Bank OCBC Caplok OCBC Sekuritas dengan Dana Internal Rp453,44 Miliar

- Bank OCBC NISP mengakuisisi 99,9999% saham PT OCBC Sekuritas Indonesia senilai Rp453,44 miliar menggunakan dana internal untuk memperkuat ekosistem keuangan grup.
- Aksi korporasi ini menjadikan Bank OCBC sebagai perusahaan induk konglomerasi keuangan operasional (PIKK) dalam struktur baru konglomerasi OCBC Group di Indonesia.

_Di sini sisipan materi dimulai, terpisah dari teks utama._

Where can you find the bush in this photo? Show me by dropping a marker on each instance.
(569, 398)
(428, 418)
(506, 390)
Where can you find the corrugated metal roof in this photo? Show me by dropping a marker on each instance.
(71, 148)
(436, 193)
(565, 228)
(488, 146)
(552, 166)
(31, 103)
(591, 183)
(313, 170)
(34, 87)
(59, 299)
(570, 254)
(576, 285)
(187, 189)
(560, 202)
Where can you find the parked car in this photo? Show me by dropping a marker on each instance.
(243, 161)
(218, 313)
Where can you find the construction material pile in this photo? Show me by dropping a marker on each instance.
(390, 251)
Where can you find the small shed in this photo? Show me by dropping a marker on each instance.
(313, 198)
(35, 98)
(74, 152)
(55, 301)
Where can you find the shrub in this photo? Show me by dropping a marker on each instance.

- Hingga Maret 2026, Bank OCBC mencatat laba bersih Rp1,36 triliun dan pertumbuhan aset 7% YoY dengan rasio kredit bermasalah tetap terjaga di level 2,1%.
Jakarta, FORTUNE - PT Bank OCBC NISP Tbk memperkuat ekosistem keuangannya lewat akuisisi PT OCBC Sekuritas Indonesia dari OCBC Ltd.
Aksi korporasi ini dilakukan melalui pembelian 98,99 persen saham PT OCBC Sekuritas Indonesia dari OCBC Ltd dengan nilai transaksi Rp453,44 miliar. Selain itu, Bank OCBC akan membeli 1,0067 persen saham yang dimiliki pemegang saham minoritas sehingga total kepemilikannya di perusahaan sekuritas tersebut mencapai 99,9999 persen.
Bank OCBC menyatakan seluruh pendanaan untuk transaksi tersebut berasal dari kas internal perusahaan. Setelah transaksi rampung, Bank OCBC akan menjadi pemegang saham pengendali PT OCBC Sekuritas Indonesia. Dalam struktur baru tersebut, OCBC NISP akan berperan sebagai Perusahaan Induk Konglomerasi Keuangan Operasional (PIKK).
"Pengambilalihan atas OCBC Sekuritas dilakukan dalam rangka pembentukan konglomerasi keuangan OCBC Group di Indonesia, di mana perseroan berperan sebagai PIKK dan PTOS sebagai anggota konglomerasi keuangan," demikian tertulis dalam keterbukaan informasi, Kamis (4/6).
Bank OCBC juga menyebut transaksi tersebut dikecualikan dari ketentuan Otoritas Jasa Keuangan (OJK) di bidang pasar modal. Pengecualian tersebut mengacu pada Pasal 89 Peraturan OJK mengenai Perusahaan Induk Konglomerasi Keuangan (PIKK), yang mengatur bahwa restrukturisasi kepemilikan maupun pengalihan saham untuk memenuhi ketentuan pembentukan PIKK dan Konglomerasi Keuangan tidak tunduk pada ketentuan pasar modal tertentu.
Pada awal tahun ini, OCBC diketahui membukukan kinerja solid. Hingga 31 Maret 2026, bank swasta ini mencatat laba bersih sebesar Rp1,36 triliun, tumbuh 5 persen secara tahunan (YoY). Total aset OCBC juga meningkat 7 persen YoY menjadi Rp312,9 triliun.
Dari fungsi intermediasi, OCBC mencetak penyaluran Rp171,0 triliun dengan kualitas aset yang tetap terjaga. Kredit Bermasalah Bruto (NPL gross) terjaga di level 2,1 persen dan Loan at Risk (LaR) membaik ke 5,3 persen dibandingkan 5,4 persen pada tahun sebelumnya.
Dari sisi pendanaan, jumlah dana pihak ketiga (DPK) mencapai Rp226,4 triliun, tumbuh empat persen secara tahunan.